Electricity systems must provide a margin of capacity over and above the peak demand level. This capacity must be constantly available, so intermittent forms of generation, such as wind and solar power, do not qualify. Plants which can be dispatched at the will of the grid operator, such as gas or coal, or hydro, will do fine.

There are no hard and fast rules about the necessary capacity margin, but many grid operators would be uncomfortable unless they had dispatchable capacity of around 115% or 120% of peak demand. This ensures a low probability of blackouts due to plants going offline, which is more frequent occurrence than you think.

In Ireland, peak demand is still below the level seen in 2008. But three large new gas-fired plants have been commissioned since the bubble burst and the margin of dispatchable plant capacity is now over 150% of peak demand.

In addition, there is an extensive and growing collection of wind farms around the country which are available on an intermittent basis. In total, power generation capacity when the wind blows equals roughly double peak demand.

No more gas plants are likely to be built for many years. When the wind blows, they get switched off and the builders of new gas plants must regret their optimism. But new wind farms continue to be built and indeed there are clamorous demands from the big wind energy companies to build yet more, along with transmission lines to carry their power.

Given the unprecedented excess capacity in the system, this looks rather odd. There is a simple explanation: the wind companies face a guaranteed price, courtesy of the electricity consumer, which is index-linked and subject to upward-only review.

There is an extra wrinkle. Since wind capacity is now very large, it is sometimes necessary to decline offers of power from wind farms in the interests of system stability, but wind farms get paid anyway if they are “constrained off”.

Oversupply

As wind capacity grows ever larger, these curtailment payments are likely to become more frequent. So it is possible to finance new wind farms even in an over-supplied market. In effect, the risk is not borne by the wind farms, but by consumers at large who are effectively underwriting a NAMA for wind farms.

But surely wind is a good thing, endorsed by the Government, the media and all responsible people who care for the planet? When the full costs are taken into account, including the costs of harmful carbon emissions from fossil fuels like coal and gas, wind may indeed be a good thing. But only up to a point and that point is rapidly being approached in Ireland.

At the margin, it costs virtually nothing to operate a wind farm once it has been built, so the wind farms will always be run where technically possible. This means roughly one hour in three in Irish conditions. Their full capacity is already approaching one-half of peak demand and they tend to be all available at once – the wind blows across the whole country or not at all.

The cheapest fossil fuel right now is coal, so the large Moneypoint station is normally kept running. When the wind blows, it is the gas plants, which have emissions sharply lower than coal or turf, which get switched off. Constant cycling of these plants, designed for continuous operation, shortens their lives and reduces their efficiency. As a result, the emission savings from wind operation are less than one might imagine.

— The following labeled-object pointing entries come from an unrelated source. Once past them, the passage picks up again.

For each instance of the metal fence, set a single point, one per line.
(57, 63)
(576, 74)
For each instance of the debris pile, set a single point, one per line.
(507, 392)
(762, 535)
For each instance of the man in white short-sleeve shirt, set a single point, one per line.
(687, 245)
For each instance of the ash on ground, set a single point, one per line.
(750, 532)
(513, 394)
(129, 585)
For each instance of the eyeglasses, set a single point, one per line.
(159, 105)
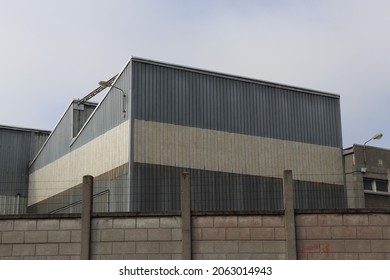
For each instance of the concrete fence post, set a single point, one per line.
(289, 215)
(186, 215)
(86, 212)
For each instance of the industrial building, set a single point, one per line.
(234, 135)
(18, 146)
(367, 173)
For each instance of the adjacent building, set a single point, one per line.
(235, 136)
(367, 172)
(18, 146)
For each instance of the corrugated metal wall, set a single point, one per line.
(17, 149)
(303, 126)
(205, 100)
(100, 146)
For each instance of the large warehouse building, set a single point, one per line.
(234, 135)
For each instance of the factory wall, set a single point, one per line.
(17, 148)
(100, 147)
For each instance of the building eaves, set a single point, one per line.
(236, 77)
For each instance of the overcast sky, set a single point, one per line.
(54, 51)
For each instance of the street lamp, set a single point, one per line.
(109, 84)
(375, 137)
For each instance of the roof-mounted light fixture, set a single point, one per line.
(106, 84)
(376, 136)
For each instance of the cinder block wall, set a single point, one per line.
(238, 237)
(136, 238)
(40, 239)
(341, 234)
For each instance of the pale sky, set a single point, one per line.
(54, 51)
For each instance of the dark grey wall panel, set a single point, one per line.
(157, 188)
(184, 96)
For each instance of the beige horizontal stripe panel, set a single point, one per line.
(98, 156)
(190, 147)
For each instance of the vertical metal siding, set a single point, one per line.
(185, 97)
(17, 148)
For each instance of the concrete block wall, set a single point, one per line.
(40, 239)
(139, 238)
(343, 236)
(238, 237)
(339, 234)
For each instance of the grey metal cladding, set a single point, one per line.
(189, 97)
(157, 188)
(17, 148)
(107, 115)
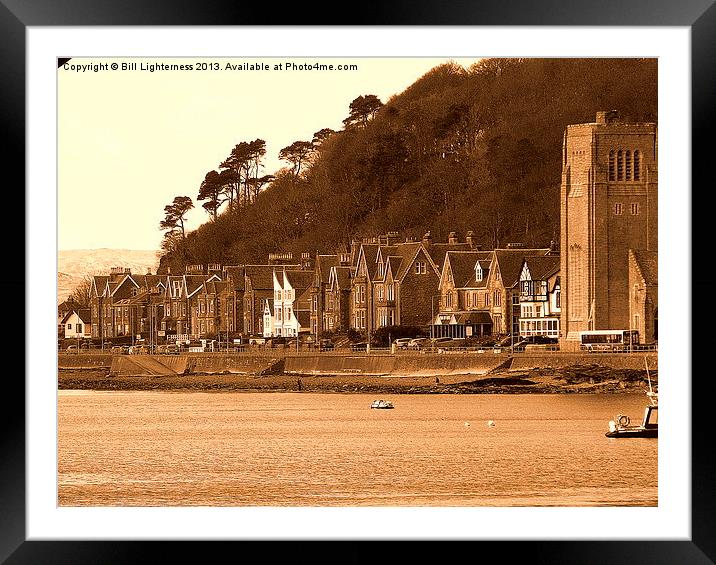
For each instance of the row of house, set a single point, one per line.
(604, 278)
(452, 287)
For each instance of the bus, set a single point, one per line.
(608, 340)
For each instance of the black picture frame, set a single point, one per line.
(699, 16)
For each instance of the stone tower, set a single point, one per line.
(608, 205)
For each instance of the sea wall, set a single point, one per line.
(84, 360)
(398, 365)
(523, 361)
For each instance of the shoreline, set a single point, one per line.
(567, 380)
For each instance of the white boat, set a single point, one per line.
(620, 426)
(382, 404)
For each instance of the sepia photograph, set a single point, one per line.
(357, 282)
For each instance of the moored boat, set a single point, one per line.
(621, 426)
(384, 404)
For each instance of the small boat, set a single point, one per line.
(620, 426)
(382, 404)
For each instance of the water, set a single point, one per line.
(305, 449)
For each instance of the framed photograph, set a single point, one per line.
(266, 166)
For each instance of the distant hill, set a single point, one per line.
(476, 149)
(74, 264)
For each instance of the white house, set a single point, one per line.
(540, 296)
(291, 302)
(77, 324)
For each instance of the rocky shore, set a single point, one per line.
(571, 379)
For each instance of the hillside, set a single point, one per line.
(74, 264)
(461, 149)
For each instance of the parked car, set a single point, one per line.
(402, 342)
(419, 343)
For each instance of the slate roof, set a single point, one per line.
(509, 262)
(324, 263)
(648, 264)
(343, 276)
(261, 276)
(437, 251)
(463, 264)
(236, 276)
(304, 318)
(541, 268)
(300, 279)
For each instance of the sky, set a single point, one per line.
(130, 140)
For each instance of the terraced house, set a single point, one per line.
(180, 297)
(396, 283)
(292, 302)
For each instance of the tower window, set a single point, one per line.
(612, 166)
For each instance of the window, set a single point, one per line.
(612, 166)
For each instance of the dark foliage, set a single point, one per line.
(461, 149)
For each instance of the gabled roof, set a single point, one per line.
(237, 276)
(99, 284)
(541, 268)
(648, 264)
(368, 253)
(299, 280)
(437, 251)
(83, 314)
(462, 264)
(214, 287)
(509, 263)
(121, 282)
(324, 264)
(261, 276)
(304, 318)
(195, 282)
(343, 277)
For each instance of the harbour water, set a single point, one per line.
(309, 449)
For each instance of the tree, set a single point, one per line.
(321, 135)
(174, 215)
(212, 190)
(297, 154)
(362, 109)
(82, 294)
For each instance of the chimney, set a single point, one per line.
(607, 117)
(305, 260)
(469, 239)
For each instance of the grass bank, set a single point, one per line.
(571, 379)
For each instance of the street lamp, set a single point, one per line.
(432, 314)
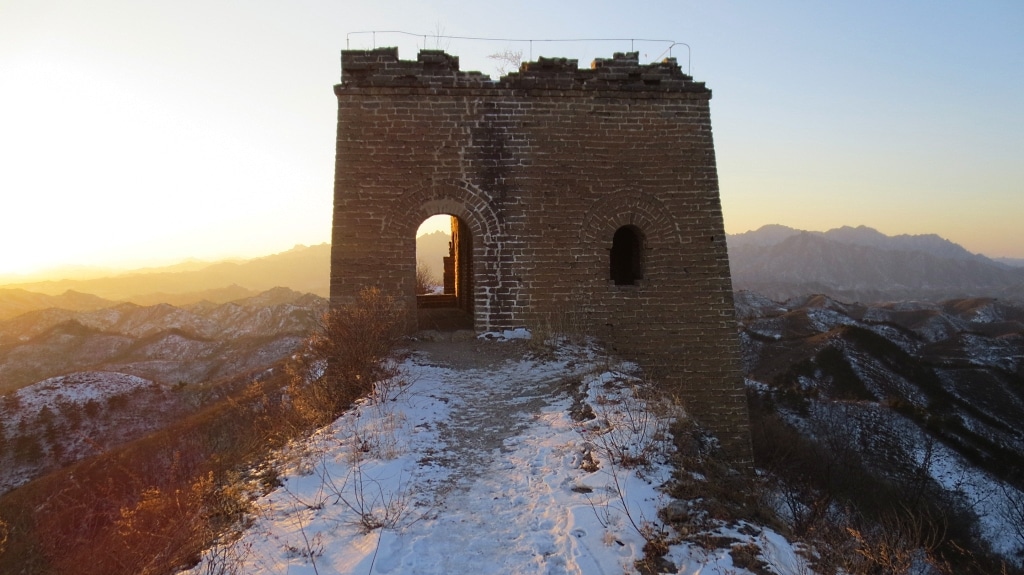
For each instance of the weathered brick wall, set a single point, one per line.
(543, 167)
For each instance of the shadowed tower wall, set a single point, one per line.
(588, 197)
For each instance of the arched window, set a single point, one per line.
(627, 256)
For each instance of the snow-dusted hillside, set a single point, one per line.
(162, 343)
(77, 383)
(483, 469)
(922, 393)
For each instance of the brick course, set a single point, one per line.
(542, 167)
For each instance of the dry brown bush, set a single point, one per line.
(349, 350)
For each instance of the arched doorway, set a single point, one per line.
(444, 276)
(627, 256)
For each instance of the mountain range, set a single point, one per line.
(851, 264)
(862, 265)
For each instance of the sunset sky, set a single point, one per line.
(140, 133)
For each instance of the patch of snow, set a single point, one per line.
(483, 472)
(507, 335)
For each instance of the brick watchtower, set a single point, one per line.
(579, 196)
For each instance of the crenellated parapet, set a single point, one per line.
(435, 69)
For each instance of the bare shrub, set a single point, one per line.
(347, 353)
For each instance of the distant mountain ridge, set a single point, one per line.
(863, 265)
(852, 264)
(303, 268)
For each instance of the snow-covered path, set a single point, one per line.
(476, 471)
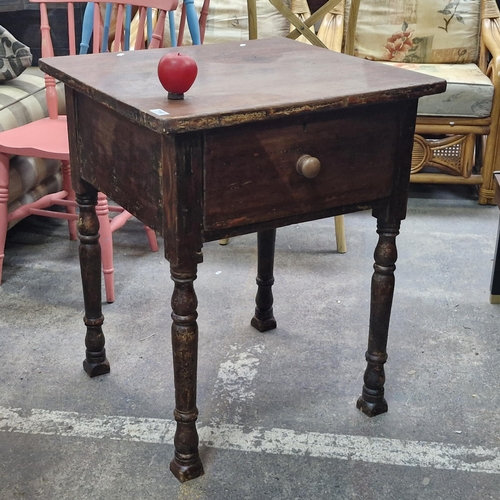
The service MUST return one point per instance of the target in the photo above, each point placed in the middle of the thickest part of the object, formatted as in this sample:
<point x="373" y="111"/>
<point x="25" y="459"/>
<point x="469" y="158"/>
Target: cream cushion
<point x="469" y="91"/>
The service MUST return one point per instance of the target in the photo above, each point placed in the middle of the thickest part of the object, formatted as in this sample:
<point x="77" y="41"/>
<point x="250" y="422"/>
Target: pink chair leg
<point x="4" y="201"/>
<point x="106" y="241"/>
<point x="71" y="209"/>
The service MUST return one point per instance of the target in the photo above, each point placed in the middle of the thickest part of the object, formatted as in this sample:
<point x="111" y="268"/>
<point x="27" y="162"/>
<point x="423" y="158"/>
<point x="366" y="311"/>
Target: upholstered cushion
<point x="227" y="21"/>
<point x="15" y="57"/>
<point x="419" y="31"/>
<point x="469" y="92"/>
<point x="22" y="100"/>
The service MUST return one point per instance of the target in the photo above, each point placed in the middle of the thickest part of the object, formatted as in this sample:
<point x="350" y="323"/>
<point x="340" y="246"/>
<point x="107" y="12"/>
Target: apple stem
<point x="174" y="96"/>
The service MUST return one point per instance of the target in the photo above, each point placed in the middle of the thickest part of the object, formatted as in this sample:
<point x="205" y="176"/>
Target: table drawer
<point x="250" y="170"/>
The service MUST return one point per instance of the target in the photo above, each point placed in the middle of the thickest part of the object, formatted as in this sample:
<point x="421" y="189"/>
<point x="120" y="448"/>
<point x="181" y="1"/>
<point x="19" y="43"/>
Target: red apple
<point x="177" y="72"/>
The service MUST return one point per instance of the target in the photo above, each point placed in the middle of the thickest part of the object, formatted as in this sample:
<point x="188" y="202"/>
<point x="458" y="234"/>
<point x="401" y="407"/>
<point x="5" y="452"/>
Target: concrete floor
<point x="277" y="410"/>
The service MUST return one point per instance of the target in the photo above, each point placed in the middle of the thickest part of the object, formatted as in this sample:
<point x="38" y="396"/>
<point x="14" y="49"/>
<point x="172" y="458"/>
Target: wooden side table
<point x="273" y="132"/>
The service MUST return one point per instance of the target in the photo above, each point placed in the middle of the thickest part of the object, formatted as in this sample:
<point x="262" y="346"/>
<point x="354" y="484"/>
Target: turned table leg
<point x="372" y="401"/>
<point x="263" y="319"/>
<point x="95" y="362"/>
<point x="186" y="464"/>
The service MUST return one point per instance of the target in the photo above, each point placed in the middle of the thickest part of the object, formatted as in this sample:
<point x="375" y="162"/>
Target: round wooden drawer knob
<point x="308" y="166"/>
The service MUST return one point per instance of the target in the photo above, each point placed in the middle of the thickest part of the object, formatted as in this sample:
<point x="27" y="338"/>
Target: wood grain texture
<point x="281" y="77"/>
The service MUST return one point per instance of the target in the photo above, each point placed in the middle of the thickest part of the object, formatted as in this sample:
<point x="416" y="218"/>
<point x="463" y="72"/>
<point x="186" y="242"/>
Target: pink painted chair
<point x="48" y="138"/>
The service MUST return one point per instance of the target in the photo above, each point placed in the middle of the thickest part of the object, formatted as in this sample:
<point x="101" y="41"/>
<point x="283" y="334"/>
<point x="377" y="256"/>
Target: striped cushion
<point x="22" y="100"/>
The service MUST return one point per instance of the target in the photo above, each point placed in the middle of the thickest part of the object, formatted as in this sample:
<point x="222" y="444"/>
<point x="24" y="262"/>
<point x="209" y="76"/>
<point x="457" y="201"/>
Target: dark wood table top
<point x="237" y="83"/>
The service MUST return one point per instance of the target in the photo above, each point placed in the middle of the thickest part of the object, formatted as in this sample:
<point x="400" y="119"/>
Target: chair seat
<point x="48" y="138"/>
<point x="469" y="93"/>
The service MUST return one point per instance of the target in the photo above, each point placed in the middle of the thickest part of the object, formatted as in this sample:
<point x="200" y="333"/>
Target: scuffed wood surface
<point x="278" y="82"/>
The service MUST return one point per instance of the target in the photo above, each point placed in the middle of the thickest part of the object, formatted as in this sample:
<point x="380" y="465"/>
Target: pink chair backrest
<point x="142" y="5"/>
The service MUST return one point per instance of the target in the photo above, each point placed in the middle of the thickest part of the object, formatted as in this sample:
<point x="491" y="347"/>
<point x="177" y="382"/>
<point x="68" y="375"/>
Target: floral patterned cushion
<point x="469" y="92"/>
<point x="419" y="31"/>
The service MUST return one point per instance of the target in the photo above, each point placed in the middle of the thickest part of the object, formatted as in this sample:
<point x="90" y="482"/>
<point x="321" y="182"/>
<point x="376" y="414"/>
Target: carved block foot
<point x="372" y="409"/>
<point x="263" y="324"/>
<point x="185" y="470"/>
<point x="96" y="369"/>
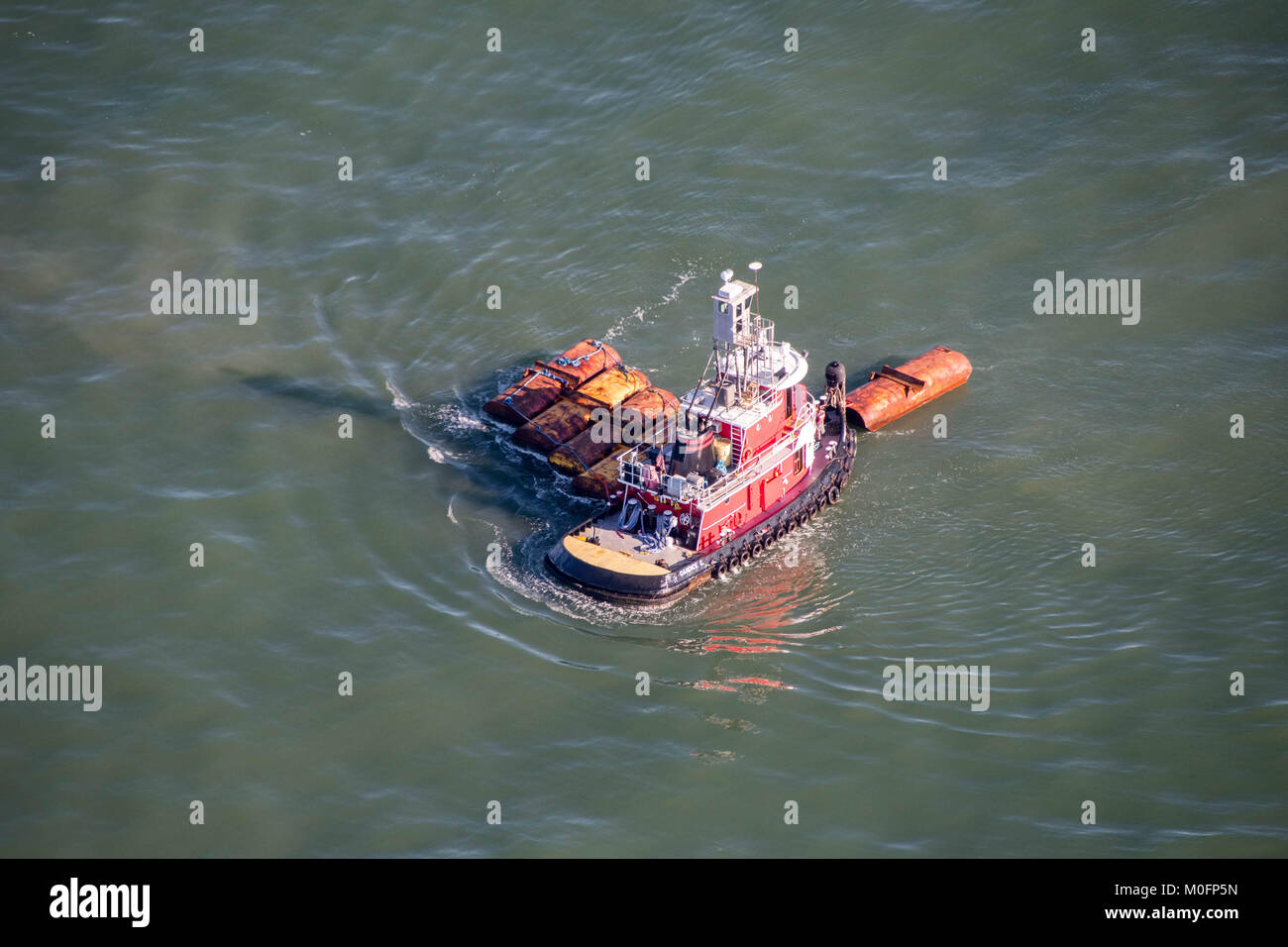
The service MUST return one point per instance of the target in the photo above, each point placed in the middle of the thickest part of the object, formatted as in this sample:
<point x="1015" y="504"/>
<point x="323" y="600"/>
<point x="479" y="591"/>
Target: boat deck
<point x="604" y="528"/>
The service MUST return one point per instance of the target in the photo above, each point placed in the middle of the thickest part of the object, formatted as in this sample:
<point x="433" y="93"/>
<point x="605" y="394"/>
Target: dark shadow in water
<point x="309" y="393"/>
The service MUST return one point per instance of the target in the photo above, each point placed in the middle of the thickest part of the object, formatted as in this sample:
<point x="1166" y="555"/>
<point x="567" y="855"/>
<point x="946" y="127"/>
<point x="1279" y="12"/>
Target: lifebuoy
<point x="629" y="515"/>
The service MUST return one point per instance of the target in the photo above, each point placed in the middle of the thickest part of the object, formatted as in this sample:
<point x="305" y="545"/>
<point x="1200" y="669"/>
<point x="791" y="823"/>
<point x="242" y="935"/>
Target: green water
<point x="478" y="681"/>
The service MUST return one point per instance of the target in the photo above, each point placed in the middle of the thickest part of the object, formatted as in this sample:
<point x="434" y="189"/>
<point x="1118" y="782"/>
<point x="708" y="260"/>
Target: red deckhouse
<point x="746" y="434"/>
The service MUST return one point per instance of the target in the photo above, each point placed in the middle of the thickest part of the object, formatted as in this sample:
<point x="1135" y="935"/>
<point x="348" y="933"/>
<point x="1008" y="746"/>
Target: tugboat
<point x="750" y="457"/>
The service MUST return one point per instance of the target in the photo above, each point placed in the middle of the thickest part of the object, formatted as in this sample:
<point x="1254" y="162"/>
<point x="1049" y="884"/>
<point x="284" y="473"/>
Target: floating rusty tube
<point x="892" y="393"/>
<point x="546" y="381"/>
<point x="572" y="412"/>
<point x="642" y="418"/>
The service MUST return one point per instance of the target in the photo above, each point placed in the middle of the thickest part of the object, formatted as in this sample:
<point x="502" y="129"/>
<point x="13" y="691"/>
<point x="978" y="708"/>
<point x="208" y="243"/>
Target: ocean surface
<point x="408" y="556"/>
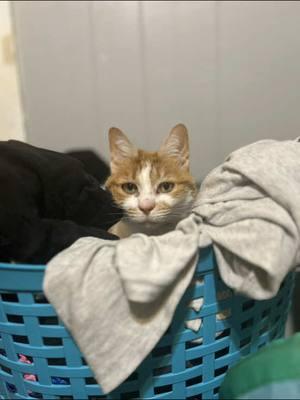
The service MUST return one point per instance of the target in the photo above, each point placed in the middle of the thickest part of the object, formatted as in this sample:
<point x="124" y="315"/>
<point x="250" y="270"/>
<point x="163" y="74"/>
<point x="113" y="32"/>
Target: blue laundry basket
<point x="184" y="365"/>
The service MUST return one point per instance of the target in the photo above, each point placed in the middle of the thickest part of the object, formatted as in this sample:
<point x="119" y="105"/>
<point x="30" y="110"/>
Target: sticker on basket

There is an additional hidden cost. Wind farms are perforce widely scattered throughout the country. Under Irish rules, the wind generators do not pay the full costs of the extra transmission capacity they necessitate. The bill is passed along to the consumer. The direct costs of the price guarantee and the special deal on curtailment are thus not the full story. The system must be viewed as a whole and wind imposes substantial system costs which moreover increase in nonlinear fasion as wind penetration rises further.

Since the Irish bubble burst in 2008, investment in the Irish electricity system has continued apace. Extra generation capacity, resulting in the current extraordinary excess over demand, along with transmission investment and the new interconnector to Wales, has cost somewhere between €4bn and €5bn. This is one explanation for the relatively high electricity prices here, now about a quarter above the European average.

Objections

Communities around the country have been raising objections to new wind farms and to new transmission lines, some of which are needed only because of wind farm expansion. If the new investments were likely to deliver serious economic benefits, for example lower electricity prices and low-cost emission reduction, the environmental headaches might have to be endured. But what if the economic and emission benefits are illusory?